Guidelines for Using the Acoustic Wave Model

This section contains recommendations for using the Acoustic Wave model.

• When you use the Acoustic Wave model, you are advised to activate the Cell Quality Remediation model.
• Use a high-resolution turbulence model to ensure good noise source predictions.
• Use the appropriate mesh resolution in the zone of interest.

  The mesh resolution must be based on the recommended points per wavelength (PPW) to maintain the accuracy of acoustic predictions. PPW = (speed of sound/frequency) / grid spacing.

  You are advised to use PPW ≥ 30–40, and this value must be maintained throughout the zone of interest. The recommended Acoustic CFL depends on the PPW: for PPW of 40, you are advised to set Acoustic CFL ≤ 4 inside the zone of interest. However, for higher PPW values, a higher Acoustic CFL is acceptable.

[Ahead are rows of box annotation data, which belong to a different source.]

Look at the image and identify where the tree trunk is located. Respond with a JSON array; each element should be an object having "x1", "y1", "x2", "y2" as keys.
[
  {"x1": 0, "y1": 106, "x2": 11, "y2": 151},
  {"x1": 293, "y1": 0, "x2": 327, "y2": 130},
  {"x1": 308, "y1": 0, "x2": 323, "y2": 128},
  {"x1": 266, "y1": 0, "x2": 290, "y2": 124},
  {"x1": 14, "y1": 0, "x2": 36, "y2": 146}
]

• Apply damping to improve acoustic prediction. There are two damping methods that you can use to improve simulation stability:

  • Numerical damping that is applied to the Acoustic Wave solver

    The implementation of the Acoustic Wave model takes into account the solver robustness, but some instability can still arise due to mesh imperfections. Over time in a long simulation, localized hot spots of acoustic pressure can appear. These hot spots can lead to the accumulation and spreading of instability.

    To suppress simulation instability due to spurious effects, slightly decrease the Newmark Alpha Parameter in the Acoustic Wave solver.

  • Physical damping to eliminate spurious acoustics from mesh transition or boundary effects

    In order to eliminate acoustic wave reflections into the area of interest, you can apply a damping function (f_damp) to the region outside the area of interest. The reflections are attenuated and their effects are minimized.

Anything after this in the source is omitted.